Last week in scylladb.git master (issue #185; 2023-06-25)

This short report brings to light some interesting commits to scylladb.git master from the last week. Commits in the b7627085cb…be5b61b870 range are covered.

There were 162 non-merge commits from 20 authors in that period. Some notable commits:

The sylla sstable tool now supports the scrub operation, enabling offline (and off-node) scrubbing of sstables.

Recently, schema changes to data in the row cache changed the upgrade granularity from partition to row, to prevent stalls when large partitions are cached. One place could use an outdated schema, which could cause a crash. This is now fixed.

The S3 storage back-end now limits the number of open connections, in order to avoid S3 dropping connections on overload.

An edge case where querying a datacenter that has replication factor equal to zero could lead to a crash has been fixed.
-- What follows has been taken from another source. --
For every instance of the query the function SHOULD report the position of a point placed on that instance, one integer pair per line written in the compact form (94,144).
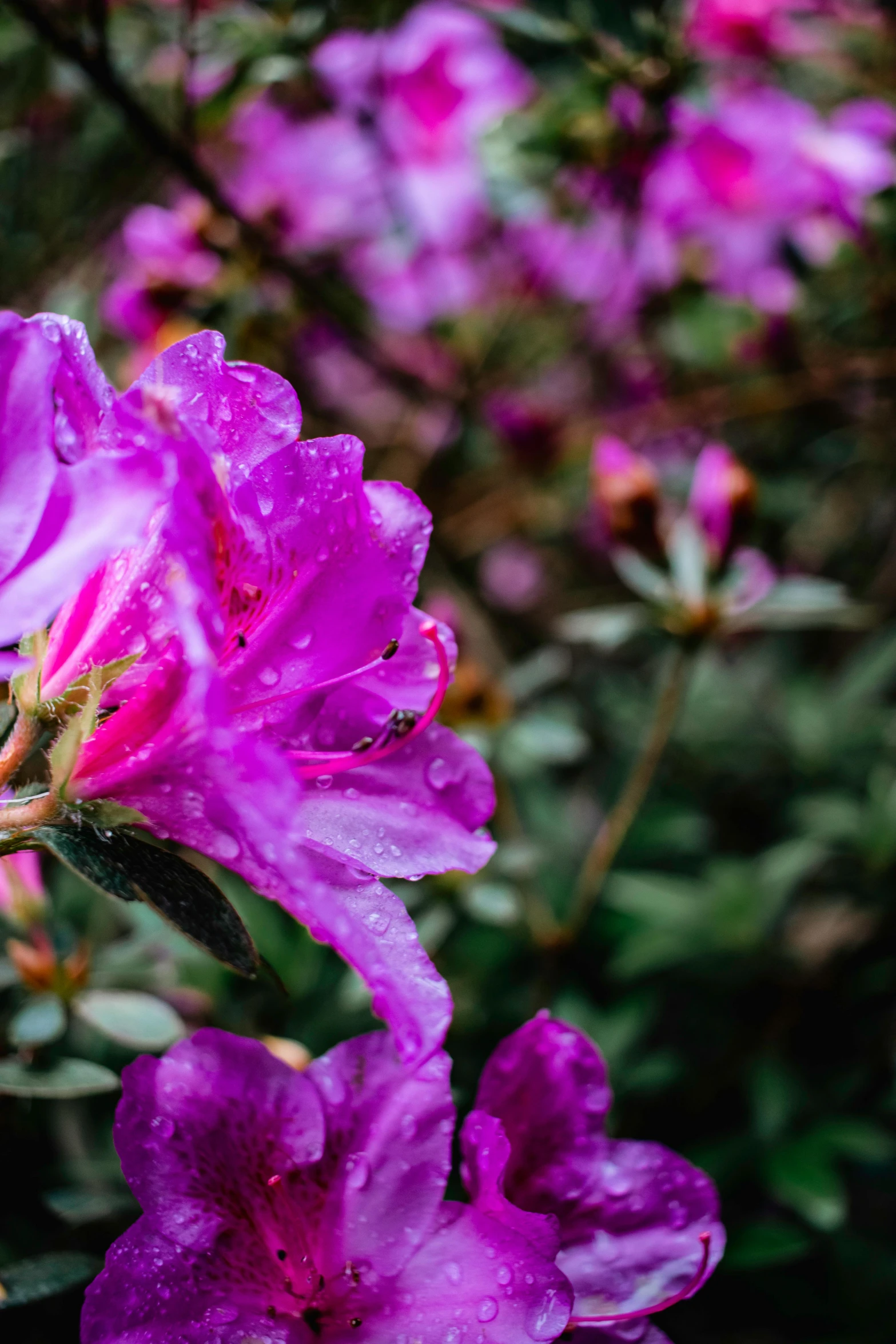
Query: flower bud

The documentation URL has been changed to

When performing the last-write-wins rule comparison, if the timestamp of the two versions being compared was equal, ScyllaDB first compared the cell value and then the expiration time (TTL). This is compatible with earlier versions of Cassandra. However, this could cause a NULL value to appear if the cell was overwritten with the same timestamp but a different TTL. The algorithm was changed to compare the cell value last, and check all the other metadata first, resulting in fewer surprising results. It is also compatible with current Cassandra versions.

Bugs preventing a node from starting when using the new raft-based topology mechanism have been fixed.

Tablets are a new, experimental replication model in ScyllaDB, contrasting with vnodes. Tablets are now restricted to a single shard, unlike vnodes which span all shards on a node. This simplifies how tablets are stored in sstables and how tablets can be migrated to other nodes.

SSTable compression can be configured with a chunk size, with larger chunks trading less efficient I/O and higher latency for higher compression ratios. The chunk size is now capped at 128 kB, to avoid running out of memory.

When a node is decommissioned or forcibly removed, Raft will now ban it from communicating with the cluster, to avoid a the removed node from affecting the cluster.

ScyllaDB can automatically parallelize certain aggregation queries. The mechanism however had a bug when aggregating columns that had case-sensitive names. This is now fixed.

A crash when DESCRIBE FUNCTION or DESCRIBE AGGREGATE were used on the wrong function type was fixed.

See you in the next issue of last week in scylladb.git master!